Capitolo
24
Lo
ritrovarono il mattino dopo, alle prime luci dell'alba. Era nel bel
mezzo dello sbarramento di filo spinato, così tenacemente avvinto
dalle spire di metallo che per liberarlo furono necessarie le cesoie.
Era
stato colpito a una spalla, e per quanto la ferita non fosse
particolarmente grave, probabilmente il colpo l'aveva sbilanciato e
fatto cadere sui cavalli di Frisia.

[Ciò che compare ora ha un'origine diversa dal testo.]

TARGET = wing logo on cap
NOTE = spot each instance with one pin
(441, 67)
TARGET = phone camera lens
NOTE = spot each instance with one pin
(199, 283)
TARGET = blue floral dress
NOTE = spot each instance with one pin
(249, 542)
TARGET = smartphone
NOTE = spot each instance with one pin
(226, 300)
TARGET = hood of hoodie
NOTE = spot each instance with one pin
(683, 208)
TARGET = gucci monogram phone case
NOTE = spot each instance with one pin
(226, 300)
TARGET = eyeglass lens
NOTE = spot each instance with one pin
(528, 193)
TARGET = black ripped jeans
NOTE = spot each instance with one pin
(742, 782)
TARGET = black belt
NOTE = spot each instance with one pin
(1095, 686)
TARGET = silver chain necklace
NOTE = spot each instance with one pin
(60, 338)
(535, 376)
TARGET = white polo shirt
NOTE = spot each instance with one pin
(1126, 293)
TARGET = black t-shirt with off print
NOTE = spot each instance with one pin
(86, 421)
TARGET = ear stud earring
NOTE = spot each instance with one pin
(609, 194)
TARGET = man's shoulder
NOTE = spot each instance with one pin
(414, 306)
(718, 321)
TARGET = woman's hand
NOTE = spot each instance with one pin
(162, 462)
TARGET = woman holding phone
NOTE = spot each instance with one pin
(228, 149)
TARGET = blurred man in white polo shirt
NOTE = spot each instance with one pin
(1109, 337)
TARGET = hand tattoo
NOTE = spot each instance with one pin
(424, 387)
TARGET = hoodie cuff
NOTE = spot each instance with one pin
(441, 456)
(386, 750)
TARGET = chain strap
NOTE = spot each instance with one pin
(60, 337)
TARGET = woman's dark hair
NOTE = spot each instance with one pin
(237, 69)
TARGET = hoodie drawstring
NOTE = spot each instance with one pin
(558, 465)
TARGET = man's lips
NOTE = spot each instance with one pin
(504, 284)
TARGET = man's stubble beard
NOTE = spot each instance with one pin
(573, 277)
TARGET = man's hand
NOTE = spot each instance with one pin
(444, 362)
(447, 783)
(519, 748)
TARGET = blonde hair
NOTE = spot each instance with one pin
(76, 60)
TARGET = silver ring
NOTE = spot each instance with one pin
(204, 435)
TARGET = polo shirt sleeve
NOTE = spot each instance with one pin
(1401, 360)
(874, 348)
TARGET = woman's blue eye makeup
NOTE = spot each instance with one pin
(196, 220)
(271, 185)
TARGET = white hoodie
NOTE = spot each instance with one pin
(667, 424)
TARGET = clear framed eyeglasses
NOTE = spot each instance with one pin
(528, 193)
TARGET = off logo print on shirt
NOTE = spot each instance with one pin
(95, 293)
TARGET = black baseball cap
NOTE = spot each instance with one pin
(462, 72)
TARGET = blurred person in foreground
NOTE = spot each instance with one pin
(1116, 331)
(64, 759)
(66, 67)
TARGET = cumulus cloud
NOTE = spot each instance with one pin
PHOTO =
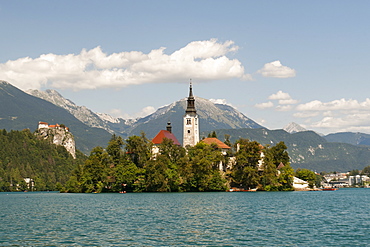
(277, 70)
(264, 105)
(284, 108)
(91, 69)
(337, 115)
(221, 102)
(341, 104)
(280, 95)
(142, 113)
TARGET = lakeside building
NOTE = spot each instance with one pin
(44, 125)
(158, 139)
(223, 149)
(190, 122)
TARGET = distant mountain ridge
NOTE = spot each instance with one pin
(19, 110)
(307, 149)
(211, 116)
(293, 128)
(334, 152)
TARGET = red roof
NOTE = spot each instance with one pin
(216, 141)
(165, 134)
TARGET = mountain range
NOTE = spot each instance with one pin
(211, 116)
(19, 110)
(334, 152)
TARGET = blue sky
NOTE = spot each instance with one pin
(275, 61)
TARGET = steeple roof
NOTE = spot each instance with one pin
(190, 109)
(158, 139)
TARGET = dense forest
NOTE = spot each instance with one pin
(23, 155)
(129, 165)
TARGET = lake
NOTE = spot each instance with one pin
(317, 218)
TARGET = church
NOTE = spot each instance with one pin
(190, 122)
(190, 129)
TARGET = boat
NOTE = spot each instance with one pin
(242, 190)
(329, 189)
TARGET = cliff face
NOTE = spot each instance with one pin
(61, 137)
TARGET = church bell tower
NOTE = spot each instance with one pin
(191, 124)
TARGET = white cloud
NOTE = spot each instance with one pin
(284, 108)
(337, 115)
(277, 70)
(341, 104)
(305, 114)
(280, 95)
(142, 113)
(199, 60)
(288, 102)
(264, 105)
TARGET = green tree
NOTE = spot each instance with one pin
(139, 149)
(306, 175)
(245, 171)
(204, 161)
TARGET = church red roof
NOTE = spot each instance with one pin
(216, 141)
(165, 134)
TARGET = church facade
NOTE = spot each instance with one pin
(190, 122)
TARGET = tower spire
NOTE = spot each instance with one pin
(191, 101)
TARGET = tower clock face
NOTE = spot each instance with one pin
(191, 127)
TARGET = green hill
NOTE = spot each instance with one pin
(23, 155)
(307, 149)
(19, 110)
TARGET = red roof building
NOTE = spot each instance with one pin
(216, 141)
(158, 139)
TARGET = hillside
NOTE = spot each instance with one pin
(211, 116)
(349, 137)
(19, 110)
(307, 149)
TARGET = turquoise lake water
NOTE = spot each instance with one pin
(320, 218)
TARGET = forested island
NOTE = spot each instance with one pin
(129, 165)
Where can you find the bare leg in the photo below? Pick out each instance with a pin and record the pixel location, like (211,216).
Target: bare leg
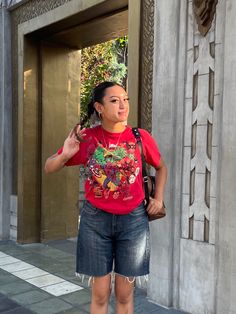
(124,290)
(101,290)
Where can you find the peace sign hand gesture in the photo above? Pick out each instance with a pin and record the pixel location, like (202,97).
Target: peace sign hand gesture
(72,142)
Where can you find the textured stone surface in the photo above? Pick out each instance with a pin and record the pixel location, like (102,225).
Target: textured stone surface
(5,123)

Il giovane aveva poi
spasmodicamente cercato di liberarsi, ma nel buio e ferito, alle
prese con il tipo di filo spinato detto 'a rasoio', non aveva fatto
altro che avvilupparsi sempre di più, ridursi a brandelli gli abiti
e tagliarsi dappertutto.
Dovettero
far venire una barella e portarlo via così, semisvenuto e
sanguinante, talmente stremato da non reggersi neppure in piedi.
Prontamente
chiamato, il maggiore raggiunse la piccola processione a metà del
suo percorso verso l’infermeria.
“È
vivo?” fu la prima cosa che domandò, osservando preoccupato il
prigioniero.
Von
Rohr giaceva immobile, gli occhi socchiusi avevano uno sguardo vacuo.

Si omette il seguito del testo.